Grou Cláudia P, Carvalho Andreia F, Pinto Manuel P, Huybrechts Sofie J, Sá-Miranda Clara, Fransen Marc, Azevedo Jorge E
Instituto de Biologia Molecular e Celular (IBMC), Universidade do Porto, Rua do Campo Alegre, 823, 4150-180 Porto, Portugal.
J Biol Chem. 2009 Apr 17;284(16):10504-13. doi: 10.1074/jbc.M808978200. Epub 2009 Feb 10.

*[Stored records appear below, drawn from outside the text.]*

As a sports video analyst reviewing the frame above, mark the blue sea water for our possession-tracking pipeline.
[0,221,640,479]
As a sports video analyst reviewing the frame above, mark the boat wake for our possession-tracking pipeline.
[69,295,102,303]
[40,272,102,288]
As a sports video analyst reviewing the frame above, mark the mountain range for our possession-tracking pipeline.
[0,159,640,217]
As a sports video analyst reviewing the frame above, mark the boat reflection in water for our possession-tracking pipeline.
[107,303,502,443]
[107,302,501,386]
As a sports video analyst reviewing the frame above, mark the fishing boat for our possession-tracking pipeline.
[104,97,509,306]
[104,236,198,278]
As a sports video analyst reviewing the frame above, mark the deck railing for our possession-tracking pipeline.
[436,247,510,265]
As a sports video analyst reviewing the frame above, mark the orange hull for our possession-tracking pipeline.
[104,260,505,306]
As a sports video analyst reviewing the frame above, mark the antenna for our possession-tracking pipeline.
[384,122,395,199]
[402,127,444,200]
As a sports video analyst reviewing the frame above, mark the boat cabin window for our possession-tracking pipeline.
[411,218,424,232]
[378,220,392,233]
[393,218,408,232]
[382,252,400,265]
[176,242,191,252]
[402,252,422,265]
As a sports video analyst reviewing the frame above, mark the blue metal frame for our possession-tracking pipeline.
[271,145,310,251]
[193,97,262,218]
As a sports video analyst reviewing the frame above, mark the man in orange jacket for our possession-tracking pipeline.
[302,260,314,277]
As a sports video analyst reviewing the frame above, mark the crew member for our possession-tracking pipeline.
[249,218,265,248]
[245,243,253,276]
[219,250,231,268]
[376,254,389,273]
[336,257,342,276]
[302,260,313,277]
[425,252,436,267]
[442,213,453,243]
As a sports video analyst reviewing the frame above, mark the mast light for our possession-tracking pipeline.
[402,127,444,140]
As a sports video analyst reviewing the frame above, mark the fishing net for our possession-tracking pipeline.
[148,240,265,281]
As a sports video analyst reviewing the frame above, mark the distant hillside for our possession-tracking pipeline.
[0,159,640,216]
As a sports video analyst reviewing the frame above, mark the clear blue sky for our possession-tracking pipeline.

Pex5p, the peroxisomal protein cycling receptor, binds newly synthesized peroxisomal matrix proteins in the cytosol and promotes their translocation across the organelle membrane. During its transient passage through the membrane, Pex5p is monoubiquitinated at a conserved cysteine residue, a requisite for its subsequent ATP-dependent export back into the cytosol. Here we describe the properties of the soluble and membrane-bound monoubiquitinated Pex5p species (Ub-Pex5p). Our data suggest that 1) Ub-Pex5p is deubiquitinated by a combination of context-dependent enzymatic and nonenzymatic mechanisms; 2) soluble Ub-Pex5p retains the capacity to interact with the peroxisomal import machinery in a cargo-dependent manner; and 3) substitution of the conserved cysteine residue of Pex5p by a lysine results in a quite functional protein both in vitro and in vivo. Additionally, we show that MG132, a proteasome inhibitor, blocks the import of a peroxisomal reporter protein in vivo.
过氧化物酶体蛋白循环受体Pex5p在细胞质中结合新合成的过氧化物酶体基质蛋白,并促进它们跨细胞器膜的转运。在其短暂穿过膜的过程中,Pex5p在一个保守的半胱氨酸残基上发生单泛素化,这是其随后依赖ATP返回细胞质所必需的。在此,我们描述了可溶性和膜结合的单泛素化Pex5p物种(Ub-Pex5p)的特性。我们的数据表明:1)Ub-Pex5p通过上下文依赖的酶促和非酶促机制的组合进行去泛素化;2)可溶性Ub-Pex5p保留了以依赖货物的方式与过氧化物酶体导入机制相互作用的能力;3)将Pex5p的保守半胱氨酸残基替换为赖氨酸会产生一种在体外和体内均具有相当功能的蛋白质。此外,我们表明蛋白酶体抑制剂MG132在体内会阻断过氧化物酶体报告蛋白的导入。